Read alsoEbola and hantavirus: the world is living in a "dangerous and divisive" era, warns the WHO

"All contacts, all infected individuals, must not travel."

To date, 51 cases have been confirmed in the DRC, in the eastern provinces of Ituri and North Kivu. "although we know that the scale of the epidemic in the DRC is much greater"Dr. Tedros indicated. "We are full of suspected cases. We have no more room. That gives you an idea of how crazy the situation is right now."Trish Newport, head of emergencies for the NGO Doctors Without Borders (MSF) deployed in Bunia, the capital of Ituri, told AFP.

At the hospital in Rwampara, near Bunia, staff and equipment are still desperately lacking. The necessary supplies to isolate and treat infected individuals only began arriving on Monday. Nurses were without complete protective equipment kits until Friday. The local residents are even more destitute. “We dig graves and bury dead people without gloves or any protection,” Salama Bamunoba, representative of a local youth organization, is worried.

One death and one case have been recorded in Uganda, but no local outbreaks have been reported.
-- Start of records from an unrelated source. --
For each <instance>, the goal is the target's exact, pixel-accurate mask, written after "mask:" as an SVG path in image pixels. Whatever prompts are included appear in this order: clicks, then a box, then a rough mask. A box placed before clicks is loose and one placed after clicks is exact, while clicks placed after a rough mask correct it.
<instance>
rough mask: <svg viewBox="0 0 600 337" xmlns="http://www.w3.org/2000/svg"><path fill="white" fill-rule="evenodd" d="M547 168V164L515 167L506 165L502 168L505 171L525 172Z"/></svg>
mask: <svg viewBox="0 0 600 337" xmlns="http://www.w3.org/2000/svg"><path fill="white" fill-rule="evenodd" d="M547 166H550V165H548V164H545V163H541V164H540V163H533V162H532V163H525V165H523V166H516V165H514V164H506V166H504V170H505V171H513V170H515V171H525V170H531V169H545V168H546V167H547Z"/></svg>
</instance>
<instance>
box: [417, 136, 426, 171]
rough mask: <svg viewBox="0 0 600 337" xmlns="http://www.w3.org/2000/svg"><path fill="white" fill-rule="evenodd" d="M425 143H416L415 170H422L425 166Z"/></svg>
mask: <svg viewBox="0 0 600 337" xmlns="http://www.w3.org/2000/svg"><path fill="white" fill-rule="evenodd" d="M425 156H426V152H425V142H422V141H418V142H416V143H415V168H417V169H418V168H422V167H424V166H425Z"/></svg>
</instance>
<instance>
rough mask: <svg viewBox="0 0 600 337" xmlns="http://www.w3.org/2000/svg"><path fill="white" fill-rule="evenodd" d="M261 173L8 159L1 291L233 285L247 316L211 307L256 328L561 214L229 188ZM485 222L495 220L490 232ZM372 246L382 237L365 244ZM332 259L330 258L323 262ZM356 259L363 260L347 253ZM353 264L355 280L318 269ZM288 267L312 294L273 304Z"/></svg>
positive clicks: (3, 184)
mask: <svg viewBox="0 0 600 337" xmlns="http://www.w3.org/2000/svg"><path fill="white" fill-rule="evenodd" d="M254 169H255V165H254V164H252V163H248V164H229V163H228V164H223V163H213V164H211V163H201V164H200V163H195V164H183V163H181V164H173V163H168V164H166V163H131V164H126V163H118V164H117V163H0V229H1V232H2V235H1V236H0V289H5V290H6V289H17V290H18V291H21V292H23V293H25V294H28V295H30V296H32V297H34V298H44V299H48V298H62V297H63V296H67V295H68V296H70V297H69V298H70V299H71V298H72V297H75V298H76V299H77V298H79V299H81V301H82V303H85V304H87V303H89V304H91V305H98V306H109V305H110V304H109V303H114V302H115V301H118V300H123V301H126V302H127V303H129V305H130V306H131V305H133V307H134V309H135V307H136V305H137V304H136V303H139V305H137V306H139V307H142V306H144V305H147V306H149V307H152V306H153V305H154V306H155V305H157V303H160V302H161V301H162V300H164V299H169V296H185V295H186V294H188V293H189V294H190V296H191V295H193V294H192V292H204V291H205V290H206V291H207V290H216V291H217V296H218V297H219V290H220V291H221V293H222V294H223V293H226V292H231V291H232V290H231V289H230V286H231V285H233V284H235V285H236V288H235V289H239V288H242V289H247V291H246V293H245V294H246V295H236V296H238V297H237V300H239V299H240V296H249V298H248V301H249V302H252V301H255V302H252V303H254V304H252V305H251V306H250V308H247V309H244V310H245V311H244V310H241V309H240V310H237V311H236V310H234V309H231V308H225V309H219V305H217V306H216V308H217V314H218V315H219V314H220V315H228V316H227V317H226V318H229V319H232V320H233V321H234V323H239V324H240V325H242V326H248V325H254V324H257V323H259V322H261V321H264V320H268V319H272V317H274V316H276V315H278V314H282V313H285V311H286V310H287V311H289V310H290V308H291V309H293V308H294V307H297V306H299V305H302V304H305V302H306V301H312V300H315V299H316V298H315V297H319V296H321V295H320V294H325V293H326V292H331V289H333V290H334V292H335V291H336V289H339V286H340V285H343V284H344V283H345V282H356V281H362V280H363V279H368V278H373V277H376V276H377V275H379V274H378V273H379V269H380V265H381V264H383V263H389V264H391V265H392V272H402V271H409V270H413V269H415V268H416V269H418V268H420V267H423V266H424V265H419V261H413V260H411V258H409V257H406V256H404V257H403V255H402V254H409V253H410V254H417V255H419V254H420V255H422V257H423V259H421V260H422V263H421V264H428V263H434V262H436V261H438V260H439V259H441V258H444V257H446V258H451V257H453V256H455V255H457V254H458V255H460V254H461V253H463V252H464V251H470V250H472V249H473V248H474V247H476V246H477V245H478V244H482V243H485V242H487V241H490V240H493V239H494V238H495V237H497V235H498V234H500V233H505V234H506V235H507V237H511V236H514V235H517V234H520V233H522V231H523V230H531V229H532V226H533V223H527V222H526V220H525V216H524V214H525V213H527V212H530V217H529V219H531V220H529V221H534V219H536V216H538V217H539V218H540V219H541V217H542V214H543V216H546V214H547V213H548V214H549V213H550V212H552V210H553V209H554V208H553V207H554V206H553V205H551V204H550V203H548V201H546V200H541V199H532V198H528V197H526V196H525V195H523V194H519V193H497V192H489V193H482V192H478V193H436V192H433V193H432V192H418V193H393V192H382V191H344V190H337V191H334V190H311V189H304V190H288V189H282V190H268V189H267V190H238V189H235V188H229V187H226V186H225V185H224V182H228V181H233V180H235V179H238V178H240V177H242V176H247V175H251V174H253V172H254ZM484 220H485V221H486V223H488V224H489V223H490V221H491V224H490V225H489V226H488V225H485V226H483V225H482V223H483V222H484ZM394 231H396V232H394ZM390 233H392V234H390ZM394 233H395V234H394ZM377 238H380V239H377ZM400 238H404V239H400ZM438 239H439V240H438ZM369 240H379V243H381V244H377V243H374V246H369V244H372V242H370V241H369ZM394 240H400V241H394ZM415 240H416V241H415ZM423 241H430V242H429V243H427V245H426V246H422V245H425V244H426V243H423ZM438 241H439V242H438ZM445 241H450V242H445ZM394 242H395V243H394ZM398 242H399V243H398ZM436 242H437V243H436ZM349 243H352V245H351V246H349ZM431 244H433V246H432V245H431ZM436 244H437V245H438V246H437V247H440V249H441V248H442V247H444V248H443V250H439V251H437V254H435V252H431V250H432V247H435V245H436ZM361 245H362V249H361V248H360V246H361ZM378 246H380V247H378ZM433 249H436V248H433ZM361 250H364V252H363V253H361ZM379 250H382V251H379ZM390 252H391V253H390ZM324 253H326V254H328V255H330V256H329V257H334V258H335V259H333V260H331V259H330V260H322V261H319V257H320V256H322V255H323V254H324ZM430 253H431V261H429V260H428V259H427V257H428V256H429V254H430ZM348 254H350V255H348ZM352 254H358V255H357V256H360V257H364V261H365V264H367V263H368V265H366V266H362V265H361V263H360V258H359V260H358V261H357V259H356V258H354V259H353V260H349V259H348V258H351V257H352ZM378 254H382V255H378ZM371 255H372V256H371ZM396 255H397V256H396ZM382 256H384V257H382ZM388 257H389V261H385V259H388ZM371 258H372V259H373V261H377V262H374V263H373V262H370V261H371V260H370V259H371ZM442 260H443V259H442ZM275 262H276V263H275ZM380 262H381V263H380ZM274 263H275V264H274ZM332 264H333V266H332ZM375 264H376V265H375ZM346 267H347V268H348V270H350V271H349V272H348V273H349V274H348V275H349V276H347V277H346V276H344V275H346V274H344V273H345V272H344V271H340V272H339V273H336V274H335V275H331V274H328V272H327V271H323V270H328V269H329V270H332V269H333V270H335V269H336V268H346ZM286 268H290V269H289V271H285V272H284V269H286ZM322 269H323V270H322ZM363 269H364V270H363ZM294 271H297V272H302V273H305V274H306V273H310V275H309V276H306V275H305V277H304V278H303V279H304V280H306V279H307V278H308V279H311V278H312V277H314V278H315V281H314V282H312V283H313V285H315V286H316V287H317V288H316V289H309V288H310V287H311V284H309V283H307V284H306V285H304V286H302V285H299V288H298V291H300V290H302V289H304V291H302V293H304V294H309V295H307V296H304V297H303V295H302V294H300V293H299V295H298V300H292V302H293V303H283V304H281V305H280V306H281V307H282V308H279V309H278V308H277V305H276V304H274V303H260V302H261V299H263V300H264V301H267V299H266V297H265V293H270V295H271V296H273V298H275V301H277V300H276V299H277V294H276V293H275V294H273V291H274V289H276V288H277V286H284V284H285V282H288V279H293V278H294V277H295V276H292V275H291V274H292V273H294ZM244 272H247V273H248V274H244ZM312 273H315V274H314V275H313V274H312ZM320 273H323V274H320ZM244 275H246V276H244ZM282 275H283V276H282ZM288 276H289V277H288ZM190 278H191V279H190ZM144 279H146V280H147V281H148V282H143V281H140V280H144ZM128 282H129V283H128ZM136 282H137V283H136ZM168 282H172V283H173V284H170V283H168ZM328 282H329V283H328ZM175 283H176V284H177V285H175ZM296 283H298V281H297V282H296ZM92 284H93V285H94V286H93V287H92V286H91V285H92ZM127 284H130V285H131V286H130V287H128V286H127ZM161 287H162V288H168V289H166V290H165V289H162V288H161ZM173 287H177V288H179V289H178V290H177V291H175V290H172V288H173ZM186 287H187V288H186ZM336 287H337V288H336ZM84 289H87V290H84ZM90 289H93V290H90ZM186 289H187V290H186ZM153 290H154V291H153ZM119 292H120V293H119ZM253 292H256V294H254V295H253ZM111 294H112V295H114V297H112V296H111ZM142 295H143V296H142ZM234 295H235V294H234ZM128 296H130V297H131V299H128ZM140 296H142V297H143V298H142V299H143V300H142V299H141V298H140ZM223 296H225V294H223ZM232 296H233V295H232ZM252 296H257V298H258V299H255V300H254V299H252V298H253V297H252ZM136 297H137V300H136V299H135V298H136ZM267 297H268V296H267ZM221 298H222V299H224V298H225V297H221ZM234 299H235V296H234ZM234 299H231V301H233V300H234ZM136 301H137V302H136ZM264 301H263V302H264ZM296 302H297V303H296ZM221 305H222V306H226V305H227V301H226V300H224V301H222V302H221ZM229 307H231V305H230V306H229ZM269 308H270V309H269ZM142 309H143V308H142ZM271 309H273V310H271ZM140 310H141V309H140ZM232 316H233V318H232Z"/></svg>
The United States announced Monday that it would strengthen health screenings at its borders for air travelers arriving from affected countries in Africa.

An American man who contracted Ebola in the Democratic Republic of Congo is currently hospitalized in Germany. His wife and three children, who are asymptomatic, will be placed in isolation in the same hospital at the request of Washington, according to German authorities. Bahrain, a small state on the Arabian Peninsula, announced Tuesday evening that it was banning entry for one month to visitors from affected African countries.

"All contacts, all infected individuals, must not travel." Abdi Rahman Mahamud, director of health emergency response operations at the WHO, reminded everyone on Wednesday.

"We expect these figures to continue to rise."

The first identified case was a nurse who presented himself on April 24 at a health center in Bunia. But the epicenter of the outbreak was located about 90 km away, in the Mongbwalu area, suggesting that the epidemic originated in this locality and that the cases then spread.

The WHO was alerted to the emergence of a highly lethal disease on May 5, the first case of Ebola tested positive on May 15, and the organization declared international health emergency two days later. "Given the scale of the problem, we believe that (the epidemic) probably started a few months ago, but investigations are ongoing."explained Anaïs Legand, technical expert on viral hemorrhagic fevers at the WHO.

"We expect these figures to continue to rise, given the length of time the virus circulated before the outbreak was detected," added Dr. Tedros.

According to him, "Several factors justify serious concern about the risk of increased spread and further deaths."such as the estimated number of cases, particularly in urban areas, deaths among healthcare workers, population movements in the region and the nature of the virus variant, Bundibugyo, for which there is no licensed vaccine or treatment.

The WHO says it is searching for potential vaccines and effective treatments against this variant, but for Ms. Legand, the organization's priority today "is really about breaking the chain of transmission by implementing contact tracing, isolation and management of all suspected and confirmed cases."